Lenders are offering home-owners the lowest short-term bank mortgage rates in New Zealand history as they compete to lure customers before an expected rise next year.
Westpac, BNZ, ANZ and ASB have all dropped their one-year interest rates below 5 per cent in the past week before the Reserve Bank puts a cap on the skyrocketing housing market, economists say.
David Chaston, of financial news website interest.co.nz, which compares rates, said banks were "unbelievably competitive" at present.
"The banks themselves have special deals for special-interest groups.
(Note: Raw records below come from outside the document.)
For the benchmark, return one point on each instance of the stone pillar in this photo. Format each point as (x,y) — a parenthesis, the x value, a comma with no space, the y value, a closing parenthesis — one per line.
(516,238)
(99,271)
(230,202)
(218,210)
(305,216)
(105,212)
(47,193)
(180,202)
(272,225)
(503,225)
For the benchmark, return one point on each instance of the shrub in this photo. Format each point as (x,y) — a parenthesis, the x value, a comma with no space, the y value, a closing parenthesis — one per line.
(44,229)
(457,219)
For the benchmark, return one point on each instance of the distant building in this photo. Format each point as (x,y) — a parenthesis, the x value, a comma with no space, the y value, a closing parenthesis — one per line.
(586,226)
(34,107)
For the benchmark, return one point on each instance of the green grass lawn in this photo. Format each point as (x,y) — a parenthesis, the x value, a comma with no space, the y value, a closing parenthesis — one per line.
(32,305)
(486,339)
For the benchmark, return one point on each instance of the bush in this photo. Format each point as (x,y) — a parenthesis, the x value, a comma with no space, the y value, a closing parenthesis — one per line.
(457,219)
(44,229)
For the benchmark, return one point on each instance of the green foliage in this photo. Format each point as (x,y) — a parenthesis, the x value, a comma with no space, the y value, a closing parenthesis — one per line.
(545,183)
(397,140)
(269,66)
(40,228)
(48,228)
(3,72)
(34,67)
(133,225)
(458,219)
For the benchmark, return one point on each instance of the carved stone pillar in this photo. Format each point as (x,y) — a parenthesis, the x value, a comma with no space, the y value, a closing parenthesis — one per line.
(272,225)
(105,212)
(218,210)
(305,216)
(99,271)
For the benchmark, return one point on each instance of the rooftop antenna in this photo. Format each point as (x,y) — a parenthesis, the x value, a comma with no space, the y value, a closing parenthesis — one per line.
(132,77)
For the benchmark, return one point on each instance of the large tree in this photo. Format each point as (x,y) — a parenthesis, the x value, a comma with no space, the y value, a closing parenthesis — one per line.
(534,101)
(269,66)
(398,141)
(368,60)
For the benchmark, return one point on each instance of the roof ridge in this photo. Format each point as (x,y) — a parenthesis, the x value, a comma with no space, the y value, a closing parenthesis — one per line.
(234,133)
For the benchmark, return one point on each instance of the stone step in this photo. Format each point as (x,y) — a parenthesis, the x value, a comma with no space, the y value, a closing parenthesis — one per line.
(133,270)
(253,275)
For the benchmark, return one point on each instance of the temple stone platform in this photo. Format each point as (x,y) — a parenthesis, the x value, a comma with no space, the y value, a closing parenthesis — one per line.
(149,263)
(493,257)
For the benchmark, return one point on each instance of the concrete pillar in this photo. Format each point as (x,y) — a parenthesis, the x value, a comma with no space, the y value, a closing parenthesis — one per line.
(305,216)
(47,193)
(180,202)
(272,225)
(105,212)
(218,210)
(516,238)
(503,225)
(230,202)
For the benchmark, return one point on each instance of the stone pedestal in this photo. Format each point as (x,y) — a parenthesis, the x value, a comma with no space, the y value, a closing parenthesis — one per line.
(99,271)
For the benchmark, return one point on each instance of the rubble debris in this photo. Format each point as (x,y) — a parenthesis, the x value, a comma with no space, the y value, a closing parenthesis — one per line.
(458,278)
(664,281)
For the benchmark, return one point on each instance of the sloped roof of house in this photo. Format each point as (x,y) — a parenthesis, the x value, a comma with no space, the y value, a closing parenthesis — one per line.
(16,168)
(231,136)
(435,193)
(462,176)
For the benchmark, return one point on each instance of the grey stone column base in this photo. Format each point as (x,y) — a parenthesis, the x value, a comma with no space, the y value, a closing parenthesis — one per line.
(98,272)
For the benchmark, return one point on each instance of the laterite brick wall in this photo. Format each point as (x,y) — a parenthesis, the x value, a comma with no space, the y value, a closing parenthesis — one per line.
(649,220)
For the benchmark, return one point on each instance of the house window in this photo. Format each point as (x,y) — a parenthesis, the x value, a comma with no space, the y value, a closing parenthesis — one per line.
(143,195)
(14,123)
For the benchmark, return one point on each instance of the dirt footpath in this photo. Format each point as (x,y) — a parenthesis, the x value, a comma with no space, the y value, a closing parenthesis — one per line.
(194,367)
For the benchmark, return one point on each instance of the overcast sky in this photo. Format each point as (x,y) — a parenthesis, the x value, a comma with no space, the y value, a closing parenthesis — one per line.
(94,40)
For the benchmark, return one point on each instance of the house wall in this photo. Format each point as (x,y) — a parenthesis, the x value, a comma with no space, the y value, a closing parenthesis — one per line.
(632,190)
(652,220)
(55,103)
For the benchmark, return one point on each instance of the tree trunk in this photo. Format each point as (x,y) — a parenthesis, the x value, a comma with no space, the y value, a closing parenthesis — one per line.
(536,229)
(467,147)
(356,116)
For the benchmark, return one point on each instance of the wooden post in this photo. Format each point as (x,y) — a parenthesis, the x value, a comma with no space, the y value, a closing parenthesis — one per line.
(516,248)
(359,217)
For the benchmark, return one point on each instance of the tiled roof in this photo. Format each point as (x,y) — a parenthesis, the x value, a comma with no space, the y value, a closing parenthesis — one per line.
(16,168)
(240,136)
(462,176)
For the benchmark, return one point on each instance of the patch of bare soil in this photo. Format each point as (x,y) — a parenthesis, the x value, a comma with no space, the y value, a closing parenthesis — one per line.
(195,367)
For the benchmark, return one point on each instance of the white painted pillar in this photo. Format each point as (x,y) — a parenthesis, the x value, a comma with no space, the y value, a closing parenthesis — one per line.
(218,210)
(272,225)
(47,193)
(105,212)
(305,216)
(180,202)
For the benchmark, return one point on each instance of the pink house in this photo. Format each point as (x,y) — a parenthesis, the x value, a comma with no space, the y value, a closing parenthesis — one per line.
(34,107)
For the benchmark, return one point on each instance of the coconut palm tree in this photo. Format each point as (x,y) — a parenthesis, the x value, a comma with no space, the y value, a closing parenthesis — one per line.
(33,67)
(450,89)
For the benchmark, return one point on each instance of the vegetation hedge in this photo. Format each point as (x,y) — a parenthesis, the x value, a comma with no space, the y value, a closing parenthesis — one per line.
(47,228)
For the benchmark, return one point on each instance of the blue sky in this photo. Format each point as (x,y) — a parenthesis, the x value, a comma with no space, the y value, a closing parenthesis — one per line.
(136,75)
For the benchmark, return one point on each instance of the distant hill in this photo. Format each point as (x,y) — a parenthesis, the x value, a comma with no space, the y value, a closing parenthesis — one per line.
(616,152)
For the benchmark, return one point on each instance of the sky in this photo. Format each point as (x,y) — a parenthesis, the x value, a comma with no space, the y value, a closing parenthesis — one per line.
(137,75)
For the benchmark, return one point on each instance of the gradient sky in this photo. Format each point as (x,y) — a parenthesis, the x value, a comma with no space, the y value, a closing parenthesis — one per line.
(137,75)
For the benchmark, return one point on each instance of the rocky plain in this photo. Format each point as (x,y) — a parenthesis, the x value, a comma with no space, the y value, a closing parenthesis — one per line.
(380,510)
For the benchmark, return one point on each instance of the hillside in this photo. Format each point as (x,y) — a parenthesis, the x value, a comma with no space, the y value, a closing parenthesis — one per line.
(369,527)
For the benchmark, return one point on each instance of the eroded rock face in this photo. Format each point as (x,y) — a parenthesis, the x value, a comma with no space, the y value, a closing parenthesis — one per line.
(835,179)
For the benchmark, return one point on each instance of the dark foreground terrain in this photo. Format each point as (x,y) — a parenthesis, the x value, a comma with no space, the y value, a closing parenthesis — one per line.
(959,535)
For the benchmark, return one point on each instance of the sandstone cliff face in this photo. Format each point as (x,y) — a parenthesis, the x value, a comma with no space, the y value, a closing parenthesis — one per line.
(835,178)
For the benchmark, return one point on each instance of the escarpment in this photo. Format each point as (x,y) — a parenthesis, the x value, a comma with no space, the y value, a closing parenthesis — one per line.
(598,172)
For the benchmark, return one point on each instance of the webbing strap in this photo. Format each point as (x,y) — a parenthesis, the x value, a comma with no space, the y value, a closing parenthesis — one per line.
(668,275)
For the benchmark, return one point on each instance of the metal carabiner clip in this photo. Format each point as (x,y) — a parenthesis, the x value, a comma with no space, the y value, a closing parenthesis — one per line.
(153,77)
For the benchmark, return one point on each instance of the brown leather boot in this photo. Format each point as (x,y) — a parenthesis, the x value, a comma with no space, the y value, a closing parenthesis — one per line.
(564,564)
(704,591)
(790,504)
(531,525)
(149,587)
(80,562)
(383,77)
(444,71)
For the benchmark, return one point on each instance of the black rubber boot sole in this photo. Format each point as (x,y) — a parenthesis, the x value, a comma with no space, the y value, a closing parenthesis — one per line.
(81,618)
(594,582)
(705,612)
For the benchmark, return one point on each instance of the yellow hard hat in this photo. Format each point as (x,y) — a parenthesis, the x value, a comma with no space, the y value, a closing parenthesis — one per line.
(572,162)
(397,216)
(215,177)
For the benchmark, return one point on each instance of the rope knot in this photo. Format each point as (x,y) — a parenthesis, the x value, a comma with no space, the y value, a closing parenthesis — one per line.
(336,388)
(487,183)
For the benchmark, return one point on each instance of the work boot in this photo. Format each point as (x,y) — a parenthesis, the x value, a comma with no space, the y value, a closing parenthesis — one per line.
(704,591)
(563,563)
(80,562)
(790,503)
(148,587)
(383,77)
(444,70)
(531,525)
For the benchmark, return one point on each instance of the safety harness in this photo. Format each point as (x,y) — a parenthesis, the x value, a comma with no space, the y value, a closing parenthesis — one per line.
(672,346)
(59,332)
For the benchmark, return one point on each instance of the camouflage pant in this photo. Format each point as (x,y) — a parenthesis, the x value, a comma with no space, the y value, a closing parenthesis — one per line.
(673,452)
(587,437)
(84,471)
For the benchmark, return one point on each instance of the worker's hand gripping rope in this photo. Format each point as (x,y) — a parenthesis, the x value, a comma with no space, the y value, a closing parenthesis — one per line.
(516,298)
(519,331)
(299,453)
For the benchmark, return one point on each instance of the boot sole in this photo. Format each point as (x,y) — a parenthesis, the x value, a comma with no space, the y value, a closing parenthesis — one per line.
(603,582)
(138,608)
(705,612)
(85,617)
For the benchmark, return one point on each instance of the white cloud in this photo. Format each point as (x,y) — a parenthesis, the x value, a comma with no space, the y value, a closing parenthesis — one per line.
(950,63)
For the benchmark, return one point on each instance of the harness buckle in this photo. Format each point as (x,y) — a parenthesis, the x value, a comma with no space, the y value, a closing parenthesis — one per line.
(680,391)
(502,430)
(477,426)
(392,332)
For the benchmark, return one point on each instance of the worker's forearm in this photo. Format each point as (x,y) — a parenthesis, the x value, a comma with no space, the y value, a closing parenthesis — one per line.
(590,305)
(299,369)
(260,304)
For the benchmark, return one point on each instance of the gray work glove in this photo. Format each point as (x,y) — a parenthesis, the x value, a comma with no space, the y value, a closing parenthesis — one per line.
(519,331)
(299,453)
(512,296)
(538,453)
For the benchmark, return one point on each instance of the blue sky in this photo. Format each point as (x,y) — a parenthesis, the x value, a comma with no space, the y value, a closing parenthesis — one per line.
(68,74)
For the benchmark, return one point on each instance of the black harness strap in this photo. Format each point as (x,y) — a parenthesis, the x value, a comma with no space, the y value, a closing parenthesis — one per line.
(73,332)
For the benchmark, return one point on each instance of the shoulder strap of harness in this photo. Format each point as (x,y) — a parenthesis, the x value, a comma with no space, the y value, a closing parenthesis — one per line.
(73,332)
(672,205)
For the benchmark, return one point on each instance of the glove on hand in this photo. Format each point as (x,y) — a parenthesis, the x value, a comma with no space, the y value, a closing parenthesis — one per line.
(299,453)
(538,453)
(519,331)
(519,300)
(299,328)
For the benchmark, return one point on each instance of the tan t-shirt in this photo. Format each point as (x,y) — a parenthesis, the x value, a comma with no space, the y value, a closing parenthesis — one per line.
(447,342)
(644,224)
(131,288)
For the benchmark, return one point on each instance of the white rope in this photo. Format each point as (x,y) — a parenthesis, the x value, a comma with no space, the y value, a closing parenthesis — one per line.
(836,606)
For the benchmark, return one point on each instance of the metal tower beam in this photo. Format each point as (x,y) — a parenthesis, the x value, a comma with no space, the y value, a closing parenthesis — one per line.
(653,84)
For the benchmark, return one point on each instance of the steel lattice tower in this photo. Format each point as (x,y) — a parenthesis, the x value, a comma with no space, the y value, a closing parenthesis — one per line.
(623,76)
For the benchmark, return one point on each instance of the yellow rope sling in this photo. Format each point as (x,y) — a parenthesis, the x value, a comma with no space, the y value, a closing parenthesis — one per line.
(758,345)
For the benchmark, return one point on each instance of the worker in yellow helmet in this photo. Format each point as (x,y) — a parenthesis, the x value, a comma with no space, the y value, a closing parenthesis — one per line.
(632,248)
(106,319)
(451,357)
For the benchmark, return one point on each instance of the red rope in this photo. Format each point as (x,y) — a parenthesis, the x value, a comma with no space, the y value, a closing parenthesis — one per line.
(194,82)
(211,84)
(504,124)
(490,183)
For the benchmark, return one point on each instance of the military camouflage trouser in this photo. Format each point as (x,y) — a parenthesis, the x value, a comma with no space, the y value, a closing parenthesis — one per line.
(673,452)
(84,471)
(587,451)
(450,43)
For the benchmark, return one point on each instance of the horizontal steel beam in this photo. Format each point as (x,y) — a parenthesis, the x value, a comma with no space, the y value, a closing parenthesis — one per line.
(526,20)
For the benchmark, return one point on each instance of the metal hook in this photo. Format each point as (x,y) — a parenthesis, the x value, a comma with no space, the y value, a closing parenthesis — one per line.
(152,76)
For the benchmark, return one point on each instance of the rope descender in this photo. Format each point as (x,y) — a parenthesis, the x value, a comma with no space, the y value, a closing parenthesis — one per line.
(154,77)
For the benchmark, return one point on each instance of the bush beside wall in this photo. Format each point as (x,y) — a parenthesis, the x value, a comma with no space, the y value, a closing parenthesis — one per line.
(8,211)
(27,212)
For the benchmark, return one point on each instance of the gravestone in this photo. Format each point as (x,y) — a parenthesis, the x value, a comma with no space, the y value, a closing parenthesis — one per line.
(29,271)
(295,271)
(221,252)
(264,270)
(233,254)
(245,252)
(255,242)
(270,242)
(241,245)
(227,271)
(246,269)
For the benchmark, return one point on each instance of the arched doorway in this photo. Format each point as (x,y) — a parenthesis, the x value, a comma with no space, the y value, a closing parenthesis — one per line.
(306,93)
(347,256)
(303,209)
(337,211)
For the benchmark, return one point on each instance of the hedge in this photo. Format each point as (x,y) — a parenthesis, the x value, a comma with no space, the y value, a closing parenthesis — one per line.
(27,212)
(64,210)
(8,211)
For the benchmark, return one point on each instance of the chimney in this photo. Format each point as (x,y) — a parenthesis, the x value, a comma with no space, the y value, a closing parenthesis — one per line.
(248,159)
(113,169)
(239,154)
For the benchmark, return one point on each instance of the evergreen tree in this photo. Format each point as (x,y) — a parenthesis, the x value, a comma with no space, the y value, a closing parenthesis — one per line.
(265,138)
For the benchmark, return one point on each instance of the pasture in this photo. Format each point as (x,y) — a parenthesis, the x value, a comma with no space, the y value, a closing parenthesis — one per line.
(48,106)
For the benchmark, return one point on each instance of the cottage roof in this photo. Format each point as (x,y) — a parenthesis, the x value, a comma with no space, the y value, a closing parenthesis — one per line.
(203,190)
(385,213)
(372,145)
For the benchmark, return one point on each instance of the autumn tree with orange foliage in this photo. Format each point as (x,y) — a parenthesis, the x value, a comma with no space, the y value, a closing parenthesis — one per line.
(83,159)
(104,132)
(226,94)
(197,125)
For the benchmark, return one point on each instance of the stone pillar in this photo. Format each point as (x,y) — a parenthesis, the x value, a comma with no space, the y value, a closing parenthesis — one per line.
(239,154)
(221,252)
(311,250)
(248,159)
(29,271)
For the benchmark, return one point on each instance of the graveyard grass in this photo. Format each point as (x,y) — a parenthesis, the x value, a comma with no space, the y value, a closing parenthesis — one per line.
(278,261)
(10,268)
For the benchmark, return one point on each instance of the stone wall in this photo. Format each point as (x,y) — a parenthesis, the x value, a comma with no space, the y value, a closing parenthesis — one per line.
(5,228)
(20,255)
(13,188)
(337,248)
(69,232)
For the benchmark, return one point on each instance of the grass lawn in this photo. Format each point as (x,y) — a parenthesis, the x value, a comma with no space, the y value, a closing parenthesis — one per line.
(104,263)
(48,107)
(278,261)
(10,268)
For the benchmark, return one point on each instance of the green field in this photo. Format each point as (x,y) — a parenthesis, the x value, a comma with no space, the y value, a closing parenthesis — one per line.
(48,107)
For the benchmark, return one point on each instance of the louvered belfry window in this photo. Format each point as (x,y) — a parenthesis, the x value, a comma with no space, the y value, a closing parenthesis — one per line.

"They sometimes end up with 25 basis points off the published rates. So the trick is to go in there and negotiate hard, and they are very receptive to it at the moment."
Yesterday, Westpac became the market leader for fixed one-year home-loan rates when it launched its "special" 4.94 per cent deal, down from 5.19 per cent.
It is available to borrowers with at least 20 per cent equity in their property and a minimum loan of $100,000. For two weeks in February, it offered a rate of 4.89 per cent, which was the lowest in history.
ANZ launched a one-year 4.95 per cent offer on Monday, matching BNZ's move on Friday, and ASB did the same yesterday.
Insurance companies are also jumping on the bandwagon, with Sovereign Home Loans due to lower its rate to 4.95 per cent from 5.19.
Mr Chaston said the country was also seeing a record-low two-year rate of 4.99 per cent, which is offered by a number of banks.
This year, Kiwibank had a 4.79 per cent six-month rate, which was the lowest bank fixed rate of all time.
House prices are soaring around the country - with the average price of an Auckland city home hitting $735,692, up 12 per cent over the past year and nearly 8 per cent on the 2007 peak.
The International Monetary Fund has said housing here is overvalued by about 25 per cent.
New Zealand Institute of Economic Research principal economist Shamubeel Eaqub said when one bank dropped its rate, others typically followed within a week.
He was unable to predict what one-year fixed rates might rise to, but said floating rates might rise from less than 6 per cent now to 7.5 by the end of next year.
The Reserve Bank will likely hike the Official Cash Rate next year, which would have a major influence on short-term interest rates when combined with new tools announced in the Budget this month, including restrictions on the share of high loan-to-value ratio loans, Mr Eaqub said.
The OCR had been at 2.5 per cent for more than two years but is likely to be at 2.75 by January and between 3.75 and 4 by the end of next year.
"Right now, the Reserve Bank is very concerned with rising house prices in Auckland," Mr Eaqub said.
"When house prices stretch too far from incomes, they might fall if there is an economic shock. In the USA and UK, real house prices fell by 30 per cent, peak to trough, in the latest recession. Such an adjustment can have significant ramifications for the financial system, household wealth and economic activity.
"Over the next year, the cost of borrowing is likely to go up and banks may be able to lend less."
Mr Eaqub said the economic setting was not yet right for higher interest rates because there was little inflation. The Reserve Bank's target was between 1 and 3 per cent, but inflation was 0.9 per cent a year.
"So the RBNZ will want to encourage banks to be more cautious in their lending. They do not want to see competitive reductions in mortgage rates fuelling a bubble."
The bank had limited impact on longer-term interest rates as most money was borrowed from overseas markets, as opposed to short-term funds, which were borrowed locally.
Mortgage broker Tracey Wraith said she advises people to spread their loans over different terms, so they're not "over-exposed" to one rate or one term.
"Outside influences, such as the Christchurch earthquake, America being downgraded and the European market uncertainty, have delayed the Official Cash Rate increase."